Terms Used In Utah Code 11-17-1.5

  • Bonds: means bonds, notes, or other evidences of indebtedness. See Utah Code 11-17-2
  • financing: includes the issuing of bonds by a municipality, county, or state university for the purpose of using a portion, or all or substantially all of the proceeds to pay for or to reimburse the user, lender, or the user or lender's designee for the costs of the acquisition of facilities of a project, or to create funds for the project itself where appropriate, whether these costs are incurred by the municipality, the county, the state university, the user, or a designee of the user. See Utah Code 11-17-2
  • Lease: A contract transferring the use of property or occupancy of land, space, structures, or equipment in consideration of a payment (e.g., rent). Source: OCC
  • Municipality: means any incorporated city, town, or metro township in the state, including cities or towns operating under home rule charters. See Utah Code 11-17-2
  • Pollution: means any form of environmental pollution including water pollution, air pollution, pollution caused by solid waste disposal, thermal pollution, radiation contamination, or noise pollution. See Utah Code 11-17-2
  • State: when applied to the different parts of the United States, includes a state, district, or territory of the United States. See Utah Code 68-3-12.5
(a)  The purposes of this chapter are to stimulate the economic growth of the state, to promote employment and achieve greater industrial development in the state, to maintain or enlarge domestic or foreign markets for Utah industrial products, to authorize municipalities and counties in the state to facilitate capital formation, finance, acquire, own, lease, or sell projects for the purpose of reducing, abating, or preventing pollution and to protect and promote the health, welfare, and safety of the citizens of the state and to improve local health and the general welfare by inducing corporations, persons, or entities engaged in health care services, including hospitals, nursing homes, extended care facilities, facilities for the care of persons with a physical or mental disability, and administrative and support facilities, to locate, relocate, modernize, or expand in this state and to assist in the formation of investment capital with respect thereto.

(b)  The Legislature declares that the acquisition or financing, or both, of projects under the Utah Industrial Facilities and Development Act and the issuance of bonds under it constitutes a proper public purpose.

(2) 

(a)  It is declared that the policy of the state is to encourage the development of free enterprise and entrepreneurship for the purpose of the expansion of employment opportunities and economic development.

(b)  It is declared that there exists in the state an inadequate amount of locally managed, pooled venture capital in the private sector available to invest in early stage businesses having high growth potential and that can provide jobs for Utah citizens.

(c)  It is found that venture capital is required for healthy economic development of sectors of the economy having high growth and employment potential.

(d)  It is further found that the public economic development purposes of the state and its counties and municipalities can be fostered by the sale of industrial revenue bonds for the purpose of providing funding for locally managed, pooled new venture and economic development funds in accordance with the provisions of this chapter.

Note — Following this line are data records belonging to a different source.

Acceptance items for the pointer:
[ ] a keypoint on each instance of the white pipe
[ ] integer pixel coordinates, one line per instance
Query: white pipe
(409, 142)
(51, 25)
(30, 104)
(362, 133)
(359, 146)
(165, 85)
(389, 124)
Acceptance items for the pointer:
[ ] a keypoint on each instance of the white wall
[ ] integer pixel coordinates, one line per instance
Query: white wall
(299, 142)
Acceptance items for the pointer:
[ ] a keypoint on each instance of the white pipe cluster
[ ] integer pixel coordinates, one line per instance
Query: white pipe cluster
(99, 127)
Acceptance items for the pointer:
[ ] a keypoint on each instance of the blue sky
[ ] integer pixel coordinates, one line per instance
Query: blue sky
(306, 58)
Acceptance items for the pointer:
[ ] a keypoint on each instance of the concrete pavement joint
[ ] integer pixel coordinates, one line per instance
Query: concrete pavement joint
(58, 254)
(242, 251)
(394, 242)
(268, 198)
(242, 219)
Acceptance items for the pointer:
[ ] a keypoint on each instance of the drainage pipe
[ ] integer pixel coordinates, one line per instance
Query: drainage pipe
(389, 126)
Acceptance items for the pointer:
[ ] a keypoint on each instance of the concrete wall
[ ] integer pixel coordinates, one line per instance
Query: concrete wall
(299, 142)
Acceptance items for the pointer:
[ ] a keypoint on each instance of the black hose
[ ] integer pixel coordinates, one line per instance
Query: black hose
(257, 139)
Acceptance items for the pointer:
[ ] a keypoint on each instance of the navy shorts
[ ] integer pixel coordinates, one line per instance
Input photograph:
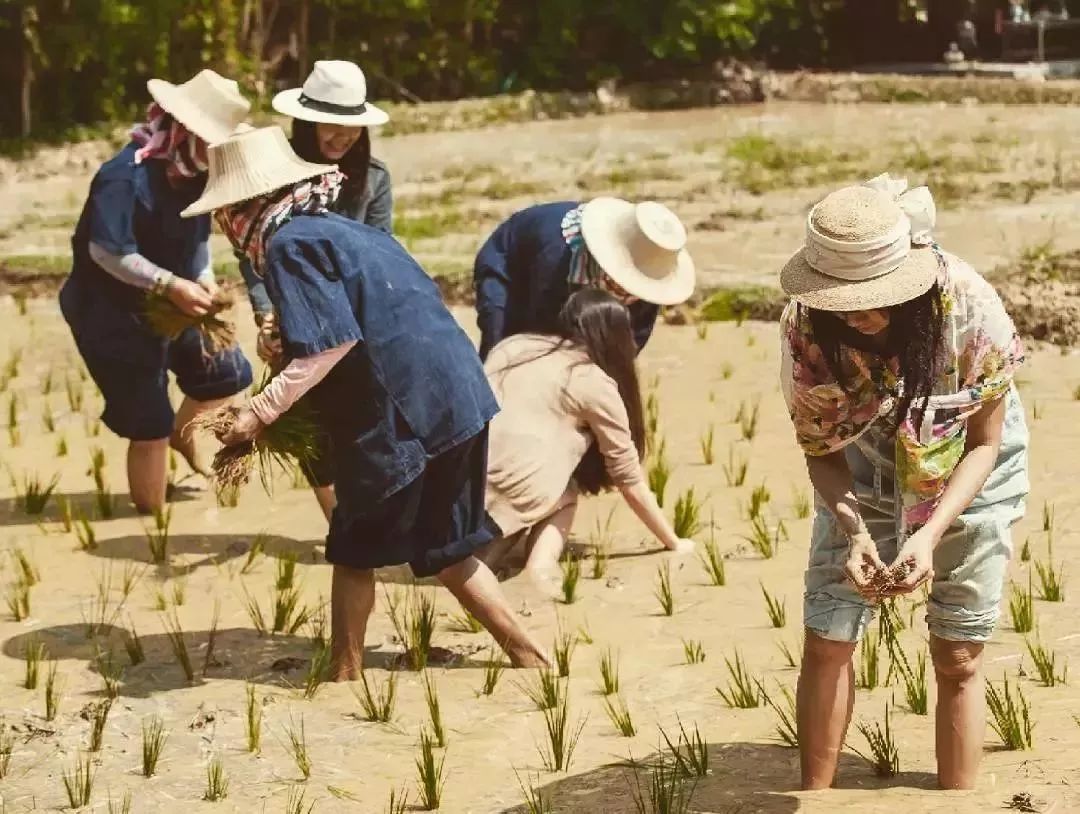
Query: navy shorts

(e)  It is declared that in order to assure adequate investment of private capital for these uses, cooperation between private enterprise and state and local government is necessary and in the public interest and that the facilitation of capital accumulation is the appropriate activity of the counties and municipalities of this state and also of the Governor’s Office of Economic Opportunity.

(f)  It is found that venture capital funds historically, because of the more intensive nature of their relationship with companies in which they invest, tend to concentrate their investments within a relatively close geographical area to their headquarters location.

(g)  It is found and declared that investors in economic development or new venture investment funds require for the overall security of their investments reasonable diversification of investment portfolios and that, in the course of this diversification, investments are often syndicated or jointly made among several financial institutions or funds. It is expressly found and declared that an economic development or new venture investment fund shall from time to time for its optimal profitability and efficiency (which are important for the security and profit of bond purchasers providing funds therefor) cooperate with others who may be located outside of Utah or the county or municipality where the fund is headquartered in the making of investments and that the fund shall be free in the interests of reciprocal relationships with other financial institutions and diversification of risks to invest from time to time in enterprises that are located outside of Utah or the counties or municipalities. It is specifically found that such activity by a locally managed fund, funded in whole or in part with the proceeds of bonds sold under this chapter, is within the public purposes of the state and any county or municipality offering the bonds, provided that the fund locates within Utah or the county or municipality its headquarters where its actual investment decisions and management functions occur and limits the aggregate amount of its investments in companies located outside of Utah to an amount that in the aggregate does not exceed the aggregate amount of investments made by institutions and funds located outside of Utah in Utah companies, that the locally managed fund has sponsored or in which it has invested and that it has brought to the attention of investors outside of Utah.